Tara’s Chipotle Kahlua Chili
- 3 slices bacon
- 3 pounds boneless chuck roast, trimmed and cut into 1" cubes
- 2 medium onions, diced
- 5 cloves garlic, minced
- 2 red bell peppers, diced
- 2 (15 ounce) can diced tomatoes
- 1 (14.5 ounce) can of black beans
- 3 tablespoons chili powder
- 2 teaspoons cumin
- 2 teaspoons salt
- 1 teaspoon cinnamon
- 4-6 chipotle peppers in adobo sauce, chopped
- 4 ounces good quality dark chocolate, roughly chopped
- 3 1/2 cups beef broth
- 1 cup Kahlúa coffee liqueur
Cook the bacon in a large skillet to render the grease. Leave about 3 tablespoons of bacon grease in the skillet, and remove bacon and excess grease. Add chuck roast and brown it on all sides, on medium high heat, then set aside. In a large pot or dutch oven, cook the onions on medium heat until they are soft and browned (about 5-10 minutes.) Add the garlic and bell pepper and cook for two more minutes. Stir in the tomatoes, chipotle chiles, and spices. Add chocolate and stir until it is melted and well combined. Pour in the beef stock and add in the browned beef.

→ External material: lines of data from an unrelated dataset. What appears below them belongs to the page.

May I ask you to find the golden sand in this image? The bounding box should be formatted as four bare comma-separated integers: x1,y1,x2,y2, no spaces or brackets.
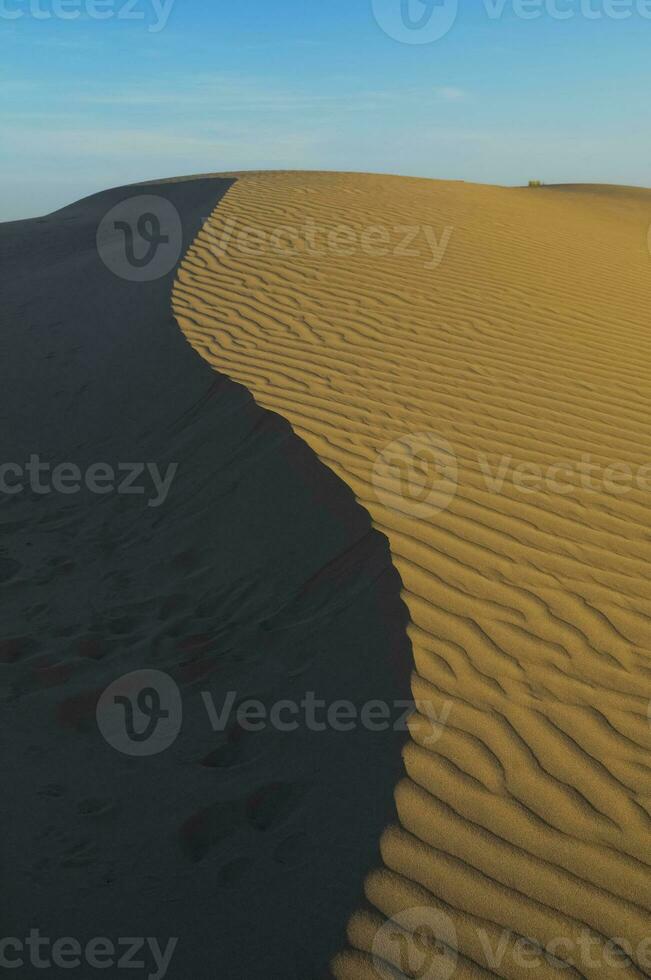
174,173,651,978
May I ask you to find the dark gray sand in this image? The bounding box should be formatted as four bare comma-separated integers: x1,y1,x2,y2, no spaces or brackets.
0,179,411,980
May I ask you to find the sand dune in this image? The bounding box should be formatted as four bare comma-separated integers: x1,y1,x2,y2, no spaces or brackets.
174,173,651,978
0,178,411,980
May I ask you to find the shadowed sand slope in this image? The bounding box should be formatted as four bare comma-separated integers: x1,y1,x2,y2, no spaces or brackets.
0,179,411,980
174,173,651,978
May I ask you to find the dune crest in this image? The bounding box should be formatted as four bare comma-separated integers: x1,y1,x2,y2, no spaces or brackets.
174,173,651,978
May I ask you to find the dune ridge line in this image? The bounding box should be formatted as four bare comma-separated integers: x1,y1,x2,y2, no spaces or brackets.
173,172,651,978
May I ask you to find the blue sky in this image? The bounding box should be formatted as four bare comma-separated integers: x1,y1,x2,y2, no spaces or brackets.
0,0,651,220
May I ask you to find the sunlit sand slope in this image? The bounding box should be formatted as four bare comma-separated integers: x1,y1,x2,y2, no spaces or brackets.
174,173,651,978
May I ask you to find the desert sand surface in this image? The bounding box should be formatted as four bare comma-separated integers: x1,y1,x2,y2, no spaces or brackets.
174,172,651,980
0,178,411,980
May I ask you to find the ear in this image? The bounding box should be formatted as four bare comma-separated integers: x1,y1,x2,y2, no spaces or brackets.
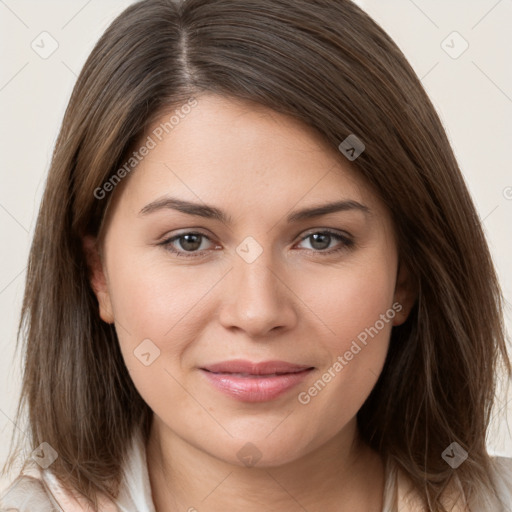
393,261,418,325
82,235,114,324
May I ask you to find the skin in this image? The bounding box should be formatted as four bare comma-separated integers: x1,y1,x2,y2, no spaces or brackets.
84,95,413,512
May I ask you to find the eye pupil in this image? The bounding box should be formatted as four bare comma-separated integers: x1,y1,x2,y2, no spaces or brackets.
311,233,331,250
180,235,201,251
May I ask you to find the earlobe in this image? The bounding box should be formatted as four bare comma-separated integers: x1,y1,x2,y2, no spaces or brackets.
393,262,418,326
82,235,114,324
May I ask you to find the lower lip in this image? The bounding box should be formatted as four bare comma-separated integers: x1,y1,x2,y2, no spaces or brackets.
202,368,313,402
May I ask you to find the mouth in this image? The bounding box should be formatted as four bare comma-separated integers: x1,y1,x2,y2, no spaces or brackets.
200,360,315,402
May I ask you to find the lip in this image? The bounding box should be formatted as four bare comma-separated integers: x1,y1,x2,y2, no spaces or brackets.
200,359,314,402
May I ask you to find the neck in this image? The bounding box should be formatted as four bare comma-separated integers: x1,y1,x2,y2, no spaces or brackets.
147,416,385,512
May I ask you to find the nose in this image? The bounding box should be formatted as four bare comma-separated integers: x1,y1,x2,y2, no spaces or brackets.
219,251,298,339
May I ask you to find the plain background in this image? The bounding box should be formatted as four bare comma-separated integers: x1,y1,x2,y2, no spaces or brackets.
0,0,512,489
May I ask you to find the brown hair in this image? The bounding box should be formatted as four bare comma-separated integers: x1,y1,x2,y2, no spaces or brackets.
3,0,512,511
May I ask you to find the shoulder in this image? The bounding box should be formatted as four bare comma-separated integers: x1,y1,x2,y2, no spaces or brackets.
491,456,512,511
0,473,62,512
390,456,512,512
0,461,118,512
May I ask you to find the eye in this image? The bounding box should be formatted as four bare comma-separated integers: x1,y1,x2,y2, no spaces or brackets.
158,232,220,258
157,229,355,258
294,229,354,254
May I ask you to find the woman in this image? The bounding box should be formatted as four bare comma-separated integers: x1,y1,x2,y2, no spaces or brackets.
2,0,512,512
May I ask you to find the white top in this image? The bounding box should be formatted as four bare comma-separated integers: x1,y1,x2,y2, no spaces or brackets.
0,432,512,512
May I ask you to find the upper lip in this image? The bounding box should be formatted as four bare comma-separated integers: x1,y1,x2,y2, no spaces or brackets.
202,359,313,375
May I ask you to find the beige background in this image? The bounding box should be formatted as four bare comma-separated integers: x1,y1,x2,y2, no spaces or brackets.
0,0,512,489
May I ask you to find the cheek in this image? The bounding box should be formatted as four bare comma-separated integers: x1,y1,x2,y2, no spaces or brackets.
292,257,396,414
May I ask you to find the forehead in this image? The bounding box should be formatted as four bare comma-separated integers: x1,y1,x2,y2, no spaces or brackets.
113,95,376,220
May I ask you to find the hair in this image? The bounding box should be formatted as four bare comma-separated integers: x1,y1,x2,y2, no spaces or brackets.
4,0,512,511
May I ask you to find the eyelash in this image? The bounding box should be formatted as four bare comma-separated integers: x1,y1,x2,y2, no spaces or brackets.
157,229,355,258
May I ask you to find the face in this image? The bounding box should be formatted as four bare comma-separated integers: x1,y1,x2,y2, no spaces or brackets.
85,95,409,465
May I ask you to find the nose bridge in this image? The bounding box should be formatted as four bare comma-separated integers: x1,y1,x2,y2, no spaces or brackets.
221,237,295,337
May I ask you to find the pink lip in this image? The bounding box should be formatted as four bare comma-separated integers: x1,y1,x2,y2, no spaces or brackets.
201,359,314,402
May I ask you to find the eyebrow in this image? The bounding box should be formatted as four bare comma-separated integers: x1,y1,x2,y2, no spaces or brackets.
139,197,371,224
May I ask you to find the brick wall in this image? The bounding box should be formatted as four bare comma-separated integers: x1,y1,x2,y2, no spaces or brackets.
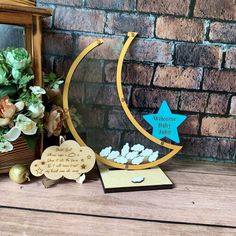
38,0,236,162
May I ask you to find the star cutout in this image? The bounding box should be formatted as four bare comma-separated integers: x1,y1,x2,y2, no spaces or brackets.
143,101,187,143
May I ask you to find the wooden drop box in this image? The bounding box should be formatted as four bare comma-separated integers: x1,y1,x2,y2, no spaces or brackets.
0,0,52,173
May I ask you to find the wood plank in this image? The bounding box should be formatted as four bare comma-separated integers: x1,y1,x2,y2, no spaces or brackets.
0,163,236,226
160,158,236,175
0,11,32,25
0,208,236,236
0,0,36,7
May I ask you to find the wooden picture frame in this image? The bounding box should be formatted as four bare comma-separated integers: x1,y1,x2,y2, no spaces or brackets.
0,0,52,173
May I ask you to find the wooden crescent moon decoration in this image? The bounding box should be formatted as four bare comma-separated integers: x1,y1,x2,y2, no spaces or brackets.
116,32,182,169
63,32,182,170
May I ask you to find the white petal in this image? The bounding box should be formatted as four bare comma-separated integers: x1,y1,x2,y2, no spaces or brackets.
131,144,144,152
114,156,128,164
126,151,138,160
140,148,153,157
15,101,25,111
3,127,21,142
107,151,120,160
131,156,144,165
121,143,129,156
99,146,112,157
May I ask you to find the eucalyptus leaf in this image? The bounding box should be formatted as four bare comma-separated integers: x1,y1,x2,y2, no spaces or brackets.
24,134,38,150
0,85,17,99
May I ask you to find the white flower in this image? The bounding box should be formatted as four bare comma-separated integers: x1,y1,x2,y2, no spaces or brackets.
28,103,45,119
15,101,25,112
121,143,129,156
107,151,120,160
16,114,38,135
131,156,144,165
131,144,144,152
0,140,13,152
114,156,128,164
3,127,21,142
125,151,138,160
140,148,153,157
30,86,46,96
99,146,112,157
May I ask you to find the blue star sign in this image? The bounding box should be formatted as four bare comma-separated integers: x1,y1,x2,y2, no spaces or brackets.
143,101,187,143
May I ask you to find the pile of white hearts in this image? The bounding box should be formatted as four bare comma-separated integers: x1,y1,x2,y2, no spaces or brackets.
99,143,159,165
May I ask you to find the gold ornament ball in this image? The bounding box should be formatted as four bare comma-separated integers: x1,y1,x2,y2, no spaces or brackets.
9,165,30,184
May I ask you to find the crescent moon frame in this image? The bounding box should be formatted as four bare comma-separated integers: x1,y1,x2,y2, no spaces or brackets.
63,32,182,170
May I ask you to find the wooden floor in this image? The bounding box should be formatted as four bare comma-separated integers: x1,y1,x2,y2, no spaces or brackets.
0,160,236,236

Simmer the chili, covered, for 40-50 minutes, stirring occasionally. Add the black beans and stir until they are heated through. Stir in Kahlúa and remove from heat.
- Red Kidney Beans 400gms
- Onion 1 large size.
- Tomatoes 2 large.
- Red Dry Chilli 2
- 3 Bay Leaves
- 2 Brown cardamom
- 1 small piece ginger
- 3-4 cloves of garlic
- Oil 2tbsp, Cumin Seeds 1/2 tsp
- Salt 1 tsp + red pepper 1/2 tsp+ Dry Mango powder 1/4 tsp + garam Masala 1/4 tsp + Rajma masala (everest or MDH) 1tsp
For Rajma/Beans initial preparation:
- Wash and Soak overnight.
- Add salt, boil in pressure cooker on low flame. Take 7-8 whistles or till the beans are properly cooked to the point that some of them can be mashed.
For the Gravy:
- Place oil in a deep pan and when hot put cumin seeds, Bay Leaves, cardamom, red chili.
- when the above crackle add onions ,ginger and garlic made to a paste.
- When onion are golden brown add tomato Pureed.
- Cook tomatoes until they start to leave oil. add all other spices and cook for a minute or two.
- Add 1-1.5 cups of water depending upon what consistency you would like to have, along with the boiled beans.
- Cook for at least 30-45 mins on med maintained heat.
- Beans made like this go best with Ghee Jeera Rice.
*Tip: Best to keep the prepared dish for 1- 2 hrs and reheating before serving so that all the spices in the gravy seep in to the beans.